Megan Abbott est la voix la plus originale qui se soit révélée ces dernières années au rayon roman noir. Les années 50, dans lesquelles aime nous transporter cette quadra new-yorkaise du Queens, sont un dépaysement total. La violence et les ressorts du suspense y sont essentiellement psychologiques, ce qui repose de bien des surenchères. L’écriture est ciselée, précise, exigeante. Les personnages typés avec force en quelques phrases, voire en quelques mots. Et l’on aurait tort de croire que Miss Abbott ne fait que s’amuser avec un décor rétro ou des archétypes de machos et de femmes fatales.
Démonstration avec « Red Room Lounge », son deuxième roman dans la chronologie des six déjà publiés aux Etats-Unis, le deuxième publié en France après le brillant « Adieu Gloria », couronné d’un Edgar (l’Oscar du polar, décernée par la Guilde des auteurs américains). Deux femmes s’y affrontent, c’est sa marque de fabrique. Alliées en apparence, rivale au plus profond d’elles-mêmes. Alice a épousé le frère de Lora, mais se multiplie pour nourrir leur complicité de filles. Troublée par ses absences, ses mensonges, ses cachotteries, Lora en vient à douter de sa sincérité et se met à fouiller son passé.
Voilà pour le squelette de l’histoire. Du classique. Megan Abbott y appose sa patte. Les personnages évoluent à la marge des studios hollywoodiens, plus près des recoins sombres que des projecteurs. Drogues et coucheries en tous genres, chantage et manipulation à la clef : la noirceur envahit le récit au fil des découvertes de Lora. Jamais pourtant, l’auteur ne pimente le récit gratuitement, jamais elle n’use des stéréotypes comme de simples gadgets. On n’est pas dans la reconstitution nostalgique.

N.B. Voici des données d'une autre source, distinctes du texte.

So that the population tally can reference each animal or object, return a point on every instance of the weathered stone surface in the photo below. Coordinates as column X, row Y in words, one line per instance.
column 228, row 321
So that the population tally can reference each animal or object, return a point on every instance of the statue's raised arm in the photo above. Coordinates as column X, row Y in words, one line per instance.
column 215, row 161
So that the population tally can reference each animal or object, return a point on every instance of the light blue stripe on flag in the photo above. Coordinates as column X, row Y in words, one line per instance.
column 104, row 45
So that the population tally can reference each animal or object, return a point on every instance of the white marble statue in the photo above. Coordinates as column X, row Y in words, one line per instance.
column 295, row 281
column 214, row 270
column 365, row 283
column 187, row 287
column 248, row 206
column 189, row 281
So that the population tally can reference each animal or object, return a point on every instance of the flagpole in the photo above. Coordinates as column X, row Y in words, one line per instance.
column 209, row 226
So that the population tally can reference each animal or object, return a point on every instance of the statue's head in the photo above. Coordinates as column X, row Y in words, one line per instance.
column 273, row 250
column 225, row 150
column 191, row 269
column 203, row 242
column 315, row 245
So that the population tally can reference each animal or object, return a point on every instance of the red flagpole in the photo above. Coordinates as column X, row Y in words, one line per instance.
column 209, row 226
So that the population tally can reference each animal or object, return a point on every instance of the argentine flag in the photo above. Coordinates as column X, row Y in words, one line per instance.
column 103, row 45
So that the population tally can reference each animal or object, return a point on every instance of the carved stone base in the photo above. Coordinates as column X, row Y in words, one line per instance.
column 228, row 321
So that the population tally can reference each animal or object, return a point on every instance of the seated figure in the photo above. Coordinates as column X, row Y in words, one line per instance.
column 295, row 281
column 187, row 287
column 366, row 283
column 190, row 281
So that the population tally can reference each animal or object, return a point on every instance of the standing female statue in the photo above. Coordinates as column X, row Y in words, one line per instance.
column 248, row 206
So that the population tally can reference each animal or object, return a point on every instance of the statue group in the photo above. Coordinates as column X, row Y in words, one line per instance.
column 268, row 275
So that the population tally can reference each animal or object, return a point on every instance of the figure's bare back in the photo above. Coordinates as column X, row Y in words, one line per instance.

Megan Abbott semble se transporter elle-même dans cette époque, penser et écrire comme elle aurait pu le faire alors, comme pour mieux cerner l’évolution de l’espèce. Entre ses protagonistes, elle crée des tensions sexuelles qui font ressurgir ce que les comportements masculins et féminins ont d’éternels. Derrière les paravents du divertissement et de l’exercice de style, Megan Abbott dépouille les identités sexuelles, dissèque la masculinité et la féminité.
Si sa démarche est intellectuelle autant que formelle, ses romans se lisent avec un plaisir gourmand. Ecrit il y a près de dix ans, « Red Room Lounge » présente de légères raideurs, comme si elle peinait encore à trouver la spontanéité dans le cadre qu’elle s’impose. Ce roman contient néanmoins toutes les promesses que transformera plus tard « Adieu Gloria ». Reliés l’un à l’autre, comme deux pointillés d’un dessin-mystère, ces deux livres esquissent l’amorce d’un parcours brillant, voire même glorieux.